ASVAB mathematics is a difficult area for many, but with patience and logic, it can be easy and even (gasp) enjoyable!

"Bistromathics itself is simply a revolutionary new way of understanding the behavior of numbers. Just as Einstein observed that space was not an absolute but depended on the observer's movement in space, and that time was not an absolute, but depended on the observer's movement in time, so it is now realized that numbers are not absolute, but depend on the observer's movement in restaurants."

- Douglas Adams

"Like the crest of a peacock, so is mathematics at the head of all knowledge."

- Indian saying

What are the most important steps in solving a math problem?

  1. Identify the question.
  2. Put the question into a mathematical equation.
  3. List the information you need.
  4. List the steps to solve the problems.

In the mathematical knowledge section, problems are more or less laid out for you: The question is clear. In the arithmetic reasoning section, you are presented with word problems, so you will need to pay more attention to identify the question being asked.

Especially with math problems, practice makes perfect. Here, we will present you with most of the mathematics topics that will be addressed on the test. In order to be fully prepared, however, you must practice, practice, practice.

Mathematics Topics to Know

Here is a list of mathematics topics and terms you are likely to encounter on the ASVAB. Items are in alphabetical order.

Algebra

Algebra is math that represents numbers with symbols, enabling equations to be solved more easily.

For example, if you want to buy four new tires for your car, with each one costing $75, you could calculate the price by simple addition: $75 + $75 + $75 + $75 = $300. But you also could represent the price as 4P, where "P" represents the price of a single tire. This would be easier to write down, for one thing. It is also more flexible: say you decide to buy tires that cost $100 each instead. You still can use 4P as the equation for the total, which now would be 4 x ($100 each) = $400.

The above example is extremely simple. In reality, most algebraic expressions have at least two variables. In the above example, you would have:

TOTAL = 4 x (price per tire)

Which might be represented as:

T = 4P

Often, equations are expressed using y and x. You must seek an answer for y, depending on changes in x. There are some priority rules for operations in algebra:

  1. Perform all operations in parentheses first. You must follow the parentheses outward; do operations in the innermost parentheses first.
  2. Raising a number to a power or taking the root of a number comes first.
  3. Multiplication and division come next.
  4. Addition and subtraction take lowest priority.

Look at these examples for more:

a) 5x + 4y = 7

Solve for y:

4y = 7 - 5x --> y = (7 - 5x)/4

b) x^2 = y^(1/2)

Solve for y:

[y^(1/2)]^2 = (x^2)^2 --> y = x^4

Circles

Some terms to know:

Radius: The distance from the center of a circle to any point on its perimeter.

Diameter: Twice the radius.
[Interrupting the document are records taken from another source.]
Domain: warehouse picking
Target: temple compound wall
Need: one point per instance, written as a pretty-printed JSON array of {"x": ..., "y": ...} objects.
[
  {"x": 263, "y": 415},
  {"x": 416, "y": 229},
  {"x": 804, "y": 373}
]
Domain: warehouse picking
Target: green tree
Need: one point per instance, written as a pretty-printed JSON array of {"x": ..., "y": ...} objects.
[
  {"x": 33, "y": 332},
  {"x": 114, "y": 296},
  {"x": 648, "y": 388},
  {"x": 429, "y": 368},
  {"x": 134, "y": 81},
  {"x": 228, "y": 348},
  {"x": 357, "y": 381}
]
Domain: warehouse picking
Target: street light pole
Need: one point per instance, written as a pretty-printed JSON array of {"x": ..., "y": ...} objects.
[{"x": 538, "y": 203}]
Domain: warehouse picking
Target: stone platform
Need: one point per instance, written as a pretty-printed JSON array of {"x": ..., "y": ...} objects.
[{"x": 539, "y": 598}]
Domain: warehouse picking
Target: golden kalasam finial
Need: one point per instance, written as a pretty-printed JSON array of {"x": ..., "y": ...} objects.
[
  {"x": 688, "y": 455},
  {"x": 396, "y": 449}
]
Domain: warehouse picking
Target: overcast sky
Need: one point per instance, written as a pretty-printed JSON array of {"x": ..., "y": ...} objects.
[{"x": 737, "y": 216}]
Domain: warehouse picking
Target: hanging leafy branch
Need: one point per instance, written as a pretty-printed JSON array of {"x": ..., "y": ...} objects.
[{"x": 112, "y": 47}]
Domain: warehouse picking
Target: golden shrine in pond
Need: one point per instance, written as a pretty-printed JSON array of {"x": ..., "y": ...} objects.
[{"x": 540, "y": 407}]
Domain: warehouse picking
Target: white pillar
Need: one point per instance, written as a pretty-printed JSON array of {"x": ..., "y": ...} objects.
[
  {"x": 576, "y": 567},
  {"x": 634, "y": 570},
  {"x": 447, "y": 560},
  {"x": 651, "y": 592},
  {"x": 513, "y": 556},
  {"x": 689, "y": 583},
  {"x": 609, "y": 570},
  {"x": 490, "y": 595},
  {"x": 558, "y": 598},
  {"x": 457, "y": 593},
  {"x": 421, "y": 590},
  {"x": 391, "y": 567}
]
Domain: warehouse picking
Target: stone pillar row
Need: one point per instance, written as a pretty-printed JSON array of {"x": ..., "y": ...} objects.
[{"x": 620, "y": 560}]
The distance straight from one point on the perimeter, passing through the center, meeting the perimeter on the other side.

Circumference: The perimeter of a circle. Calculated as 2 x pi x radius.
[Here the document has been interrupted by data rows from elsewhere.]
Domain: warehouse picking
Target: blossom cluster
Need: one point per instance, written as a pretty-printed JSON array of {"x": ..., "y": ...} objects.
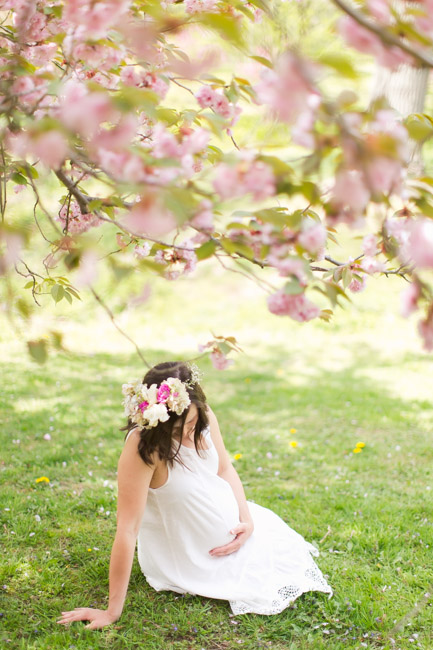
[
  {"x": 74, "y": 221},
  {"x": 174, "y": 258},
  {"x": 147, "y": 405}
]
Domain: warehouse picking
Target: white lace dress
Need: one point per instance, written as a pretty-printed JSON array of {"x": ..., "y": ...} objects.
[{"x": 193, "y": 513}]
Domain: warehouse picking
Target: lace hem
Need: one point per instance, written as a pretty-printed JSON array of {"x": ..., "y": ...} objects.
[{"x": 285, "y": 596}]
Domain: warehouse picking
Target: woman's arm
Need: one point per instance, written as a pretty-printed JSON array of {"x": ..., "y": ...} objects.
[
  {"x": 133, "y": 478},
  {"x": 228, "y": 473}
]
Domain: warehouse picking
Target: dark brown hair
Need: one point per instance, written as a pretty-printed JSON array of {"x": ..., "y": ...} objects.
[{"x": 160, "y": 438}]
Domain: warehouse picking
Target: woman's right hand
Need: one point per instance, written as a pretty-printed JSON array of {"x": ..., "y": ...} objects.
[{"x": 98, "y": 617}]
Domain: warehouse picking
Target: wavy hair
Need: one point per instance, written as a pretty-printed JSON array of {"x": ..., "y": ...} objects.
[{"x": 161, "y": 437}]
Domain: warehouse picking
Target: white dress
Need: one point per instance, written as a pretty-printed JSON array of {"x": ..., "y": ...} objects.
[{"x": 193, "y": 513}]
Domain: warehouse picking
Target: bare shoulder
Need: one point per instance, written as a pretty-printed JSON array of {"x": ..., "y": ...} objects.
[
  {"x": 211, "y": 414},
  {"x": 130, "y": 458}
]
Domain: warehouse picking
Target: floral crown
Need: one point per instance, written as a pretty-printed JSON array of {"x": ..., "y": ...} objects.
[{"x": 147, "y": 405}]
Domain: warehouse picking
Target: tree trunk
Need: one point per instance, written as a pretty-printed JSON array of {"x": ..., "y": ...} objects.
[{"x": 405, "y": 90}]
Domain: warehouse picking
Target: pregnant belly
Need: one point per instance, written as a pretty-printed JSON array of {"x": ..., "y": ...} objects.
[{"x": 213, "y": 515}]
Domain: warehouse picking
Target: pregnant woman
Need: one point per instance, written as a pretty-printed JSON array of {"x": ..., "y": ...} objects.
[{"x": 181, "y": 500}]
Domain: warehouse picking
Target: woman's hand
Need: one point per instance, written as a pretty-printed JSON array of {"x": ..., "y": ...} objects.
[
  {"x": 98, "y": 617},
  {"x": 242, "y": 532}
]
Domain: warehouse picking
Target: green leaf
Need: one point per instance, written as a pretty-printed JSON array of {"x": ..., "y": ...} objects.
[
  {"x": 94, "y": 205},
  {"x": 293, "y": 287},
  {"x": 419, "y": 128},
  {"x": 225, "y": 25},
  {"x": 276, "y": 216},
  {"x": 225, "y": 349},
  {"x": 340, "y": 62},
  {"x": 263, "y": 61},
  {"x": 167, "y": 115},
  {"x": 109, "y": 210},
  {"x": 18, "y": 178},
  {"x": 58, "y": 292},
  {"x": 347, "y": 277},
  {"x": 130, "y": 97},
  {"x": 38, "y": 350},
  {"x": 56, "y": 339},
  {"x": 72, "y": 291}
]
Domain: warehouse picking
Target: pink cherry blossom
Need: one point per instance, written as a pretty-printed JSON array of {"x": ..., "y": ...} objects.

Area: The two-dimensional area enclosed by a circle. Calculated as pi x (radius)^2.

Exponents

Exponents represent the number of times to multiply something by. For example:

(3)^4 says "three raised to the fourth power" or "three to the fourth." The lower number is called the "base," and the power to raise it to is called the "exponent." Here, 3 is the base, and 4 is the exponent. To calculate, you just multiply the base by itself exponent times. Here you get:

3 x 3 x 3 x 3 = 81

What about fractions? For example:

(16)^(1/2)

This is a bit strange: How do you multiply something by itself only half a time? In the example above, we are looking for the square root, or the number that when squared would make 16. The answer turns out to be +4 or -4! Remember that even though you may find multiple answers; a problem often will make sense only with one answer. For example, if you were told that the height of an object goes as:

h = t^2

And given a height of 16, asked to find the time, you would get answers of time = +4 or -4. But there is no such thing as negative time! So eliminate -4, and your answer is +4.

Factorial

A factorial is represented with an exclamation point -- "!" It means multiply all integers from one to that number. For example:

3! = 1 x 2 x 3 = 6

6! = 1 x 2 x 3 x 4 x 5 x 6 = 720

10! = 1 x 2 x 3 x 4 x 5 x 6 x 7 x 8 x 9 x 10 = 3,628,800

Three important notes:

  • 0! = 1 -- 0! (zero factorial) does not equal zero.
  • Negative numbers are not used in factorials. There is no such thing as (-5)!, for example. Though you may see -(5!).
  • Fractions are not used in factorials. For example, (2/3)! is not a valid mathematical operation. However, (2!)/(3!) is.

Fractions

Fractions are one number divided by another. The number on top is called the numerator; the number on the bottom is called the denominator. For example:

5/8.

Five (5) is the numerator; eight (8) is the denominator.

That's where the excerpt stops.